Dinler tarihiyle ilgilenirken
Ortadoğu girdaplarında yüzmek kaçınılmaz. Binlerce yıllık geçmişten günümüze
doğru yol alırken ister istemez, Ortadoğu'daki Osmanlı İmparatorluğu'na
takılıyorsunuz. Bu dönemde Araplar, geçmişte Araplar derken biraz kuzeye doğru
kaydığınızda Anadolu. Adım adım gezmeye çalıştığınız toprakların, aynı imparatorluk
çatısı altında pek de merak etmediğiniz bölgelerle birbirini nasıl etkilediğini
öğreniyorsunuz. Hal böyle olduğunda Balkanlar, Anadolu, Ortadoğu, Avrupa, Asya
birbirlerine etkileri bakımından bir bütün. İlber Hoca'yla Yakın Tarihin Gerçekleri'ne
bakarken öğrendiğiniz konulardan en önemlisi belki de bu. Orta Asya'dan İran'a, Anadolu'ya Balkanlar
Avrupa'ya uzanan Türklerin yanında diğerlerini anlamaya çalışmak da başka macera...
Milliyetçilik akımlarının Fransız
Devrimi'yle başladığı söylenir. İşin aslı daha önce Balkanların yapı olarak
Avrupa'dan ayrıldığına dikkat etmemişim. Utanarak Avrupa ve tarihiyle
ilgilenmediğimi itiraf ediyorum. Yani bildik konuların dışında. Bulgarların ve
Yunanların Ortodoks olması tamam ama mesela İncil dilinin Helen dili olması tamamen
yeni bir konu benim için.
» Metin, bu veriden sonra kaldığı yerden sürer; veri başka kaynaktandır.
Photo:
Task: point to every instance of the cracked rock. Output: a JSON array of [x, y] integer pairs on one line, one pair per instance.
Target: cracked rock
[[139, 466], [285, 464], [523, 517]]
Bir dönem Bulgarların da kendilerini Helen olarak
saymaları da değişik. Kendi tarihlerine yönelmelerinin aşama aşama olması
değişik. Evet Bulgaristan Rusya'ya daha yakın ama hepsi Ortodoks Hıristiyan.
Balkanlardan beslenen Osmanlı, bu
bölge elden çıktığında ister istemez Doğu'ya döndüğünde serbest kalan tebaasını
yönetmekte zorlanıyor haliyle. Bugünü düşünürken geçmişte yapılanlara doğru
uzanmak olayları anlamayı sağlasa da yapılan hataları, bugüne uzanan kapanmaya
yaraları değiştirmiyor. Öte yandan Amin Maalouf'un Osmanlı'yı sevmemesini buraya yapılanların az
olmasına bağladım bir şekilde. Dedeleri kendilerini dağ başındaki Osmanlı
köylüsü olarak görüyor. Yazar Atatürk'le dedesini kıyaslamaya bile girişiyordu
doğrusu. Bu konu uzun ve başka kitapların konusu olsa da İmparatorluğun Orta
Doğu'ya böylesine uzak ve denetimsiz bırakması aklımda bir soru olmuştur her
daim. Her yere yetişmenin zorluğu, Arapların tembelliği belki, eğer kışkırtmalar olmasa belki de ayaklanma
olmayacaktı diye de geçiyor insanın aklından... Kitapta Filistin, Lübnan,
Ürdün'e dair anlatılanlar ilgi çekici.
Kitapta geçmiş, bugün, nedenler,
İstanbul, Avrupa'dan Asya'ya Mısır'dan Anadolu'ya, uzanan toprakları, milliyetçilikten, demokrasiye, imparatorluklara bu
topraklarda yaşananları, çok iyi anlatmış İlber Hoca her zaman olduğu gibi.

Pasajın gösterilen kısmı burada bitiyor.